ご心配されておりますが、かっしゃん先生のように、「困難校」を劇的に変化させられた先生ならば、当然大いに評価されるべきであると考えます。そういった場合問題になるのは、評価の基準ですね。最初から「この困難校を変えなければならない」、「この問題のあるクラスを何とかしよう」という認識があり、それが課題として設定されていたかというような。
そうすれば、むしろ逆に「困難校を改革するれば、給与が上がる」ということになるかと思います。であるなら、果敢にそれに挑戦する先生も出てくる可能性はないでしょうか。
かっしゃん先生の死に物狂いの奮闘と、そこで得られた成果は、成功事例として他校にも伝播していくはずです。「業績」を上げるためには、成功事例を取り入れるというのが、手っ取り早いやり方ですから。研修にかっしゃん先生が講師として招かれ、「かっしゃん方式」の教授をされる指導的な立場になられることも大いにありえると思います。
世の中には完全な評価システムや制度というものはないと思いますが、「子どものために一生懸命がんばったら、知らぬ間に給料が上がってた」というように、誠心誠意努力した先生が報われるようなものができたらいいと思っています。そこまでのシステムを作り上げるには、一足飛びでは無理でしょうし、教師や保護者の意識も徐々に変えていかねばなりません。

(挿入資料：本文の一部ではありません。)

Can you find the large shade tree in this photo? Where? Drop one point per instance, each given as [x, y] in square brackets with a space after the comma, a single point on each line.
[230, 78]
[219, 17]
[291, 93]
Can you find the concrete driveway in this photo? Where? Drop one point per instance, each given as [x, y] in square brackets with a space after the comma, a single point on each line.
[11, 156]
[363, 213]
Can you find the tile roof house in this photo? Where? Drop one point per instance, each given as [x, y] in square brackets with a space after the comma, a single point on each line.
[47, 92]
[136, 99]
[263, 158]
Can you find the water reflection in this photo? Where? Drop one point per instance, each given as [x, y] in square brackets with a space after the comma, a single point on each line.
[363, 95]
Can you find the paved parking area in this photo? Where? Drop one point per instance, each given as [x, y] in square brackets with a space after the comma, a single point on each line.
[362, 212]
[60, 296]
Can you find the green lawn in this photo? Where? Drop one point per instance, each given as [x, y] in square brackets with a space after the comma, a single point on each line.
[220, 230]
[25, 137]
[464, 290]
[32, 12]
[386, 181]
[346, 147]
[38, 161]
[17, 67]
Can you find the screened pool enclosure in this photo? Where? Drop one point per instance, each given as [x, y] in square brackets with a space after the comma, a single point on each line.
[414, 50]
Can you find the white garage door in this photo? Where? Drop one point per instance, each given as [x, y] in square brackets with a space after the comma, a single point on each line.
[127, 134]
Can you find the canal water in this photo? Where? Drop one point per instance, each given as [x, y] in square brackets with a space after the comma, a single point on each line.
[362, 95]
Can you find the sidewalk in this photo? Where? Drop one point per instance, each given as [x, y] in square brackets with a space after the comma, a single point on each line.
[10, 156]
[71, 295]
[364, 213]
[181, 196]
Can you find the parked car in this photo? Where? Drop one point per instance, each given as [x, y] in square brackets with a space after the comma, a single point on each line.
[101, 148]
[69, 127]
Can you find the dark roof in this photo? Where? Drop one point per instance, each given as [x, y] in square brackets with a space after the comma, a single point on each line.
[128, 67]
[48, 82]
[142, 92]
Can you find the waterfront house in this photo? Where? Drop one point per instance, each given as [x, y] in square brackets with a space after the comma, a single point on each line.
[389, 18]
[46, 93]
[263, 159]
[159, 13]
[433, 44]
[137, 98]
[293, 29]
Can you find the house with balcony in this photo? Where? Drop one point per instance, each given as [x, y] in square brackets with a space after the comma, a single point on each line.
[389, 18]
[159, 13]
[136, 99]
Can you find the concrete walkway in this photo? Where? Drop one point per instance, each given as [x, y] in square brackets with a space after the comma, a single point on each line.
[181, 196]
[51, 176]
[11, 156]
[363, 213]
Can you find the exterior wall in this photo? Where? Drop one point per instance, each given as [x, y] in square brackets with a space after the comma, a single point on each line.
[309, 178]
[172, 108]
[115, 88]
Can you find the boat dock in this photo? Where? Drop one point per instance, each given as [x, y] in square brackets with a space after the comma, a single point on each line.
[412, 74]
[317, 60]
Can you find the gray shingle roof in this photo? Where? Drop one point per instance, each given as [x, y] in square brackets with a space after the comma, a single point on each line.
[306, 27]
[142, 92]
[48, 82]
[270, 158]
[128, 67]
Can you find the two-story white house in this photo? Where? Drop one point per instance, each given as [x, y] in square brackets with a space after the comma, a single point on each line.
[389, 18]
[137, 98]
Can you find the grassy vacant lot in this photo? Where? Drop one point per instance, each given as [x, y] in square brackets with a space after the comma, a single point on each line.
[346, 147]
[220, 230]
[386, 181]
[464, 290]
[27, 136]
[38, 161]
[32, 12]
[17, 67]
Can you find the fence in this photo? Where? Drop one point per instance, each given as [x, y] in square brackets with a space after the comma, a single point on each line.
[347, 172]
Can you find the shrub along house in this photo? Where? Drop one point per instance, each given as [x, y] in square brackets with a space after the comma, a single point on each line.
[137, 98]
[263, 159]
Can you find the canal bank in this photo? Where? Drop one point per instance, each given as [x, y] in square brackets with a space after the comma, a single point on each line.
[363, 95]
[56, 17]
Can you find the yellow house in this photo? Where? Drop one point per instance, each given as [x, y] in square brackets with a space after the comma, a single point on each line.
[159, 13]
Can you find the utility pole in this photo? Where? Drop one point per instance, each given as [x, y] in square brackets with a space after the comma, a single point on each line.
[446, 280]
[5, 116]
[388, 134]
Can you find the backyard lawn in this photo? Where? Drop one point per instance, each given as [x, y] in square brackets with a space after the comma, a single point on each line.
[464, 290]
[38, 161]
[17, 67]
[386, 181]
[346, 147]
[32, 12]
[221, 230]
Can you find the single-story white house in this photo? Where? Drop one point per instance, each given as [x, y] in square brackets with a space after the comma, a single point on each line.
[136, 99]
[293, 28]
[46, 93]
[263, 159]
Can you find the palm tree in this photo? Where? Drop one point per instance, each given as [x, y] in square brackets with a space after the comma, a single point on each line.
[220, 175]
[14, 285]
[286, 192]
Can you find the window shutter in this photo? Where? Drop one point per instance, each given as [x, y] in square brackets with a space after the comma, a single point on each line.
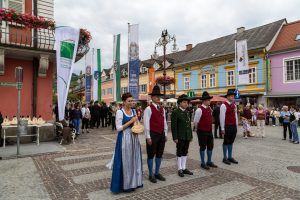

>私は「特色ある学校作り」そのものが不要だと思っています。極論を言えば、高槻の教育は特色があったじゃないですか!隣接の市町村とあまりにも違う!と批判され続けてきたことからも解るように、公教育に求められているのは「特色」ではなく、「普遍性」です。行き過ぎた性教育や左傾化した歴史教育、通知表や運動会に表れる悪平等を批判するのも、その「普遍性」から外れるからだと私は思います。
そのとおりですね!「特色ある学校作り」という言葉に、まやかしがある。無理やり特色を出しても意味がないですよね。
高槻市民としては、特色よりも、かっしゃん先生のおっしゃるとおり、まずは「普遍性」を取り戻してほしいです。